こんな体質じゃあ・・・日本のどこかで、いじめを苦にした自殺者が出るのは当然だよ。で、案の定、自殺者が出て、マスコミと世論が騒いで、徐々に、「いじめる方が悪い」という価値観になってきたわけでしょう?

「いじめられっ子」の観点から言うと、それだけ、世の中がいじめに敏感になり、進歩したのだと思います。

つい先日も、娘が学校で、上級生の男の子に、「あんたのお母さん外国人だの、バカだの」・・・人聞きの悪いことを言われたようです。
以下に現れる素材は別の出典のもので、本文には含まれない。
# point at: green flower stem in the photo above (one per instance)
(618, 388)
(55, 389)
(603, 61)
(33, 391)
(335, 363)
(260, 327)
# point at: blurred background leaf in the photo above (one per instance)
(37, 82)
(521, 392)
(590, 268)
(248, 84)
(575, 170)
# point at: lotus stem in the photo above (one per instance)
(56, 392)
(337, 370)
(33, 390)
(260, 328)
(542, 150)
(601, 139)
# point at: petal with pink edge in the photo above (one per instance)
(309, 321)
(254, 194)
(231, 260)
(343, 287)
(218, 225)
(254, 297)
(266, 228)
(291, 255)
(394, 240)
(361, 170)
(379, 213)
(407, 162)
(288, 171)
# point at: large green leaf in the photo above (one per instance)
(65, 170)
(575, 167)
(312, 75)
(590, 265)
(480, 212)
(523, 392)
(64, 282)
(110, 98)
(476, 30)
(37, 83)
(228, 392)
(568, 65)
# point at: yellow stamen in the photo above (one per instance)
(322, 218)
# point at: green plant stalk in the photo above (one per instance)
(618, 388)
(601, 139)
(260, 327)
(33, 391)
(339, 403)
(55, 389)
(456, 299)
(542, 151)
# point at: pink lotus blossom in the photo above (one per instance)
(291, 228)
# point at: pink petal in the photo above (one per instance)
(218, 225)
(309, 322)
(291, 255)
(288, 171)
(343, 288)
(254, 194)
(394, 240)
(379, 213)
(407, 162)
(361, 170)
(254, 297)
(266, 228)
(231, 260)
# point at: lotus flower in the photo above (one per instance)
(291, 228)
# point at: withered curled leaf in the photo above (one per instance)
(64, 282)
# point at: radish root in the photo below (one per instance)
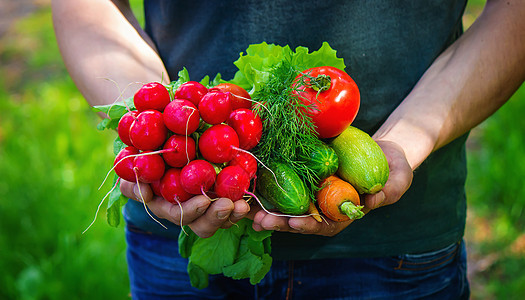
(144, 202)
(100, 204)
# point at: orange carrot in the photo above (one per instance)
(339, 200)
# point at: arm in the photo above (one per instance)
(464, 86)
(101, 39)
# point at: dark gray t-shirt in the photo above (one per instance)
(387, 46)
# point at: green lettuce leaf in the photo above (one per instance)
(260, 59)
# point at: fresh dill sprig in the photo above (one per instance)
(288, 131)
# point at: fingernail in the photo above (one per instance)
(296, 228)
(381, 200)
(201, 209)
(223, 214)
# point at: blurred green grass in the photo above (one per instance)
(47, 127)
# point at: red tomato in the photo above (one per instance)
(332, 108)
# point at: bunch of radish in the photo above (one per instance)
(195, 141)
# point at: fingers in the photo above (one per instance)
(265, 221)
(399, 179)
(222, 213)
(304, 225)
(241, 210)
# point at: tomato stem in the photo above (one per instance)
(353, 211)
(321, 82)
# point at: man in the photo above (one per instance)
(424, 85)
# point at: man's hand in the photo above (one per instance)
(202, 215)
(398, 182)
(399, 179)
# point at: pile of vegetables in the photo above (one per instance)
(279, 132)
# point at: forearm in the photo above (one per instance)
(104, 49)
(464, 86)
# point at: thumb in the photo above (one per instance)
(374, 201)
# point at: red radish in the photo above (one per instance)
(124, 124)
(240, 97)
(215, 107)
(148, 131)
(124, 166)
(198, 176)
(179, 150)
(181, 116)
(232, 183)
(218, 143)
(155, 187)
(170, 187)
(191, 91)
(149, 167)
(248, 127)
(152, 95)
(246, 161)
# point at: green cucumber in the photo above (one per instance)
(283, 188)
(362, 162)
(322, 160)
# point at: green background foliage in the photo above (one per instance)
(52, 160)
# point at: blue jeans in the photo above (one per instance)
(157, 271)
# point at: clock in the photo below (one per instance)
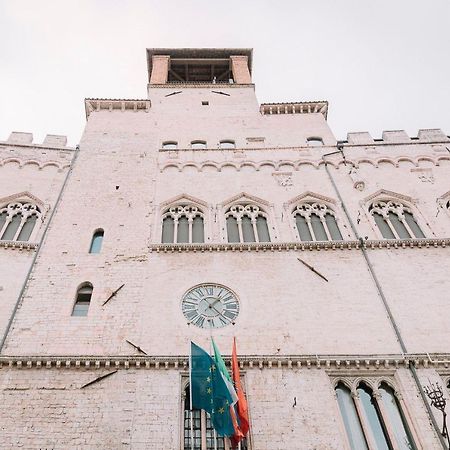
(210, 306)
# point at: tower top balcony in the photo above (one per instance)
(193, 66)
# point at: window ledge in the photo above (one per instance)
(181, 362)
(296, 246)
(21, 245)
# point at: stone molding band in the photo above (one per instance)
(336, 362)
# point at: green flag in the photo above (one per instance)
(210, 391)
(223, 370)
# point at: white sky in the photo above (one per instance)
(381, 64)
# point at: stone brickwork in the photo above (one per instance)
(298, 330)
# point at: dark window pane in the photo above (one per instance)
(351, 419)
(303, 229)
(96, 243)
(27, 228)
(198, 145)
(373, 418)
(263, 229)
(198, 230)
(333, 228)
(409, 218)
(315, 142)
(398, 226)
(183, 229)
(232, 229)
(227, 145)
(318, 229)
(2, 220)
(396, 418)
(83, 301)
(247, 229)
(170, 145)
(168, 230)
(383, 226)
(12, 227)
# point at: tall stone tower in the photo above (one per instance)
(199, 212)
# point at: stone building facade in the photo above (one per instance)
(336, 253)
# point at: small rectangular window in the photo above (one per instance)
(172, 145)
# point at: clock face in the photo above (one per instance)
(210, 306)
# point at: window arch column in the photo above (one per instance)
(18, 221)
(247, 223)
(183, 224)
(395, 220)
(381, 416)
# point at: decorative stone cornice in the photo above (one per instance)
(300, 246)
(19, 245)
(295, 108)
(181, 362)
(292, 164)
(98, 104)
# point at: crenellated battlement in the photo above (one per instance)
(398, 137)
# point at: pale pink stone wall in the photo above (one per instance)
(39, 170)
(119, 182)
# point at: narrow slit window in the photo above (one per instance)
(314, 142)
(232, 229)
(395, 220)
(198, 230)
(248, 233)
(318, 228)
(302, 227)
(97, 241)
(227, 145)
(168, 230)
(183, 230)
(83, 300)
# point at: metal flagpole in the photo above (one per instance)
(190, 398)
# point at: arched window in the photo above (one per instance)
(316, 222)
(227, 145)
(183, 224)
(373, 419)
(170, 145)
(350, 417)
(83, 300)
(314, 142)
(18, 220)
(96, 242)
(395, 220)
(198, 145)
(247, 223)
(205, 437)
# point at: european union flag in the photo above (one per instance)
(210, 391)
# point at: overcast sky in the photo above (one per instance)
(381, 64)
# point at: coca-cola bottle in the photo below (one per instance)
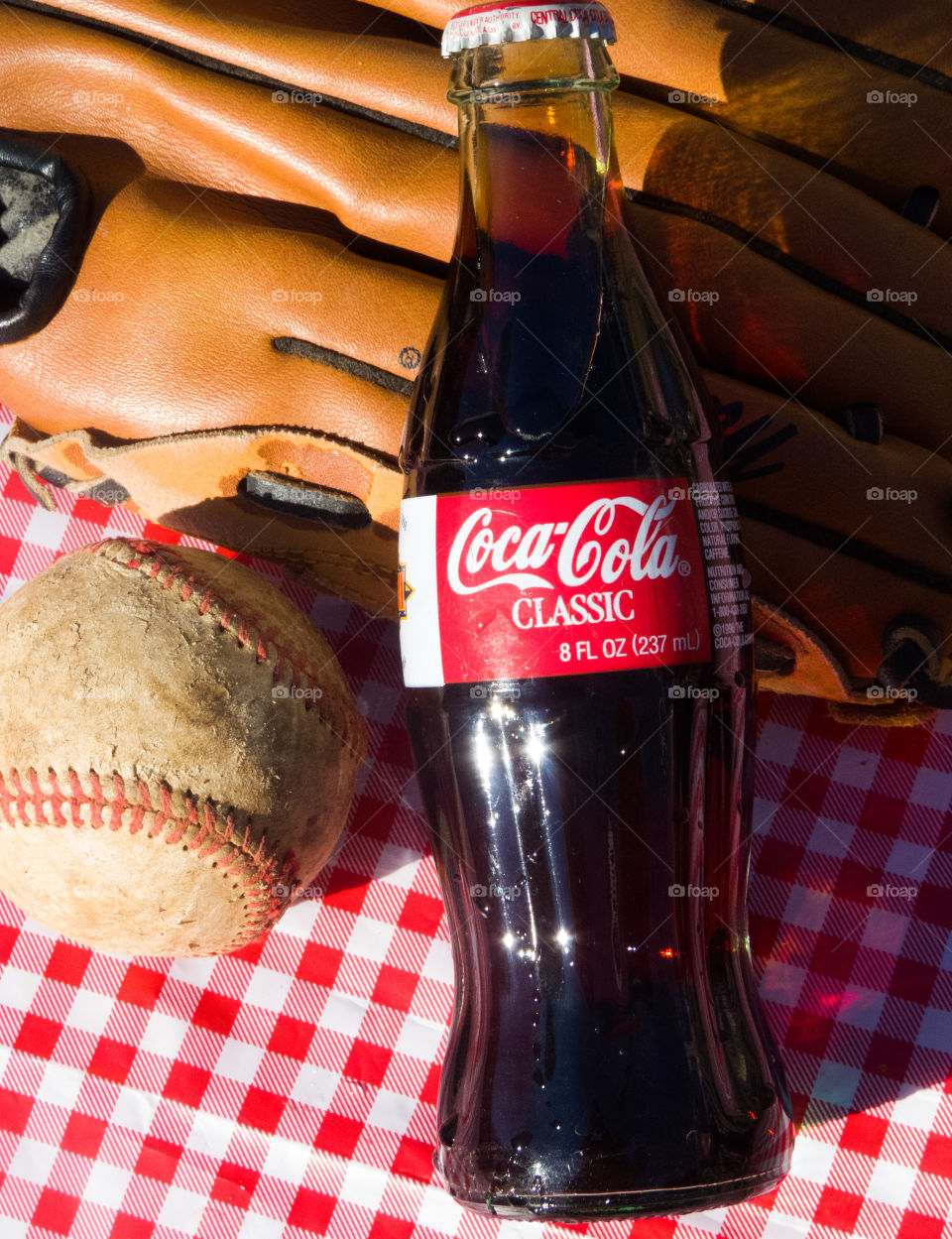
(576, 647)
後日、その事実が判明し、私はすぐさま学校に行き、担任の先生に伝えました。そしたら、

「その男の子の名前、分かりますか?私が必ず、指導します!」

と、頼もしいことを言ってくれました。私の学校時代とは、えらい違いだ!!

今は混迷の世の中ゆえ、「昔は良かった」、「昔の先生の方が威厳があった、偉かった」みたいな、懐古の声も根強いですが、

私は、昔の先生の方が偉かったなんて、これっぽっちも思いません。自分の狭い実体験の話ですが、「いじめられて登校拒否になる子を、見て見ぬふりをする」、「臭いものには蓋をする」ような昔の教師よりは、「いまの教師」の方がずっと立派で、まともだと感じます。

繰り返しになりますが、それだけ、世の中が進化して、いじめを許さない価値観になってきたのでしょう。

ただ、もう少し一歩踏み込んでみると、いまの先生って、大変だなあ・・・と思うことしきり。

日本が豊かで快適になって、「安全・安心が当たり前」という価値観が広まった故に、些細な問題も許容できず、大騒ぎする親が増えたと感じます。彼らが「モンスターペアレンツ」と呼ばれるわけですが・・・

ま、今は世の中全体が、そうですよね。特に医療従事者なんか、本当に大変。献身的な努力で、100人の生命を救っても、たった1人の医療過誤で訴えられる、マスコミに騒がれて、社会的に抹殺される・・・なんてことも起こる。

世の中が完璧を求め、潔癖になればなるほど、現場のストレスは増える。少しでも問題が起こると、再発防止措置を求める声が起こり、現場の作業はさらに増える。ま、全く意味のないことじゃないと思うけど、一部の声の大きい人を納得させるために、現場が要らぬ作業をさせられることもしばしば。

学校教育の現場じゃなくても、今の日本って、多かれ少なかれ、どこでもそうだよね・・・。

今日も一日、子供が無事に授業を終えて、家に帰ってくる・・・当たり前のことだけど、これは多くの先生方の努力・献身があって、初めて成り立つものです。それに対する感謝を、忘れないようにしたいと思います。